Por: Liz Estudino
No último mês, o Brasil enfrentou um grave episódio envolvendo bebidas adulteradas com metanol. Diversos casos de intoxicação foram registrados, principalmente em cidades do Estado de São Paulo, resultando em internações e mortes. O acontecimento reacendeu discussões jurídicas relevantes acerca da responsabilização criminal de estabelecimentos comerciais que colocam em risco a saúde pública, seja por ação direta, seja pela omissão no cumprimento de seus deveres de cuidado e fiscalização.
O metanol é uma substância química de uso industrial, altamente tóxica para consumo humano. Sua ingestão pode provocar cegueira, falência múltipla de órgãos e até mesmo a morte. Por essa razão, a sua utilização em bebidas destinadas ao consumo é proibida e, quando identificada, configura adulteração grave.
A conduta de introduzir metanol em bebidas, ou de permitir a sua circulação no mercado, encontra tipificação penal em diferentes dispositivos do Código Penal, como o artigo 272, que pune a adulteração ou falsificação de substâncias alimentícias destinadas a consumo, e pode dar ensejo à imputação de homicídio ou lesão corporal, a depender da gravidade e do nexo causal entre o produto e o resultado danoso.
No âmbito da responsabilidade dos estabelecimentos comerciais, como bares, restaurantes, distribuidoras e supermercados, a discussão jurídica concentra-se especialmente na omissão. O artigo 13, §2º, do Código Penal estabelece que o resultado também é imputável a quem tinha o dever legal ou contratual de agir para evitá-lo e não o fez.
Nessa perspectiva, os estabelecimentos assumem a posição de garantes da saúde de seus consumidores, devendo zelar pela procedência e qualidade das bebidas que comercializam.
Quando deixam de verificar a origem dos produtos, de exigir documentação fiscal e sanitária ou de atender a alertas expedidos por órgãos de vigilância, incorrem em omissão relevante, que pode equivaler juridicamente a uma conduta ativa causadora do resultado.

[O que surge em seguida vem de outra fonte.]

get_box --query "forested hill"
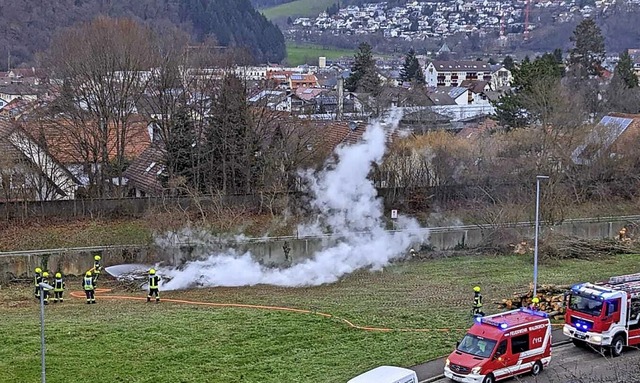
[251,0,407,9]
[0,0,286,70]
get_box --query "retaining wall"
[0,216,640,283]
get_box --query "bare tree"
[50,17,157,196]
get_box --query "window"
[511,334,529,355]
[495,339,507,358]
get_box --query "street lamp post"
[533,176,549,298]
[38,282,53,383]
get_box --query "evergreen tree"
[400,48,425,84]
[614,50,638,88]
[494,53,564,128]
[569,18,605,77]
[203,74,257,194]
[162,109,199,188]
[344,43,381,95]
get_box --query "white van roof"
[347,366,418,383]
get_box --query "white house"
[424,61,491,87]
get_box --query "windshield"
[569,294,603,316]
[458,334,496,358]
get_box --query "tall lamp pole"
[533,176,549,298]
[38,282,53,383]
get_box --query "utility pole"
[524,0,531,40]
[38,282,53,383]
[533,176,549,298]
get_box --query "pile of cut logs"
[495,285,570,319]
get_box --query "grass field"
[287,43,355,65]
[0,255,640,383]
[260,0,336,20]
[0,220,151,251]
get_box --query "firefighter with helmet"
[53,273,67,303]
[473,286,484,316]
[93,255,102,285]
[531,297,540,310]
[147,269,160,303]
[42,271,49,305]
[82,271,96,304]
[33,267,42,300]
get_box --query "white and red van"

No caso do metanol, a responsabilização penal recai exclusivamente sobre os administradores, gestores ou responsáveis pelo estabelecimento que, por negligência, imprudência ou dolo, deixaram de fiscalizar a procedência das bebidas ou ignoraram alertas de órgãos sanitários. Cabe demonstrar que houve falha no dever de cuidado, de modo que a omissão se traduz em conduta relevante para a configuração de crimes como homicídio ou lesão corporal culposos ou dolosos, a depender da previsibilidade e do resultado dos atos.
As repercussões desse tipo de caso, no entanto, não se limitam à esfera penal.
Há consequências igualmente graves no âmbito civil e administrativo. Sob a ótica civil, os estabelecimentos podem ser condenados ao pagamento de indenizações às vítimas e a seus familiares, considerando-se os danos materiais e morais decorrentes da intoxicação ou do óbito.
Na esfera administrativa, órgãos de vigilância sanitária e de defesa do consumidor podem aplicar multas, determinar a interdição do local e até mesmo cassar o alvará de funcionamento da empresa.
A tudo isso se somam os efeitos reputacionais, talvez os mais difíceis de reparar, já que a divulgação de envolvimento em um episódio de adulteração pode levar à perda da confiança dos consumidores e inviabilizar a atividade econômica.
Mais do que um dever jurídico, a adoção de práticas de prevenção e de compliance deve ser entendida como uma necessidade de sobrevivência empresarial. Estabelecimentos que investem em procedimentos de controle de fornecedores, em auditorias internas, na guarda de documentos fiscais e em treinamentos de equipe não apenas cumprem a lei, mas também protegem seus consumidores e sua própria credibilidade no mercado.
Em tempos em que a sociedade se mostra cada vez mais vigilante em relação à segurança alimentar e sanitária, o empresariado que negligência esse aspecto não apenas expõe vidas humanas a risco, como também coloca em xeque a continuidade do próprio negócio.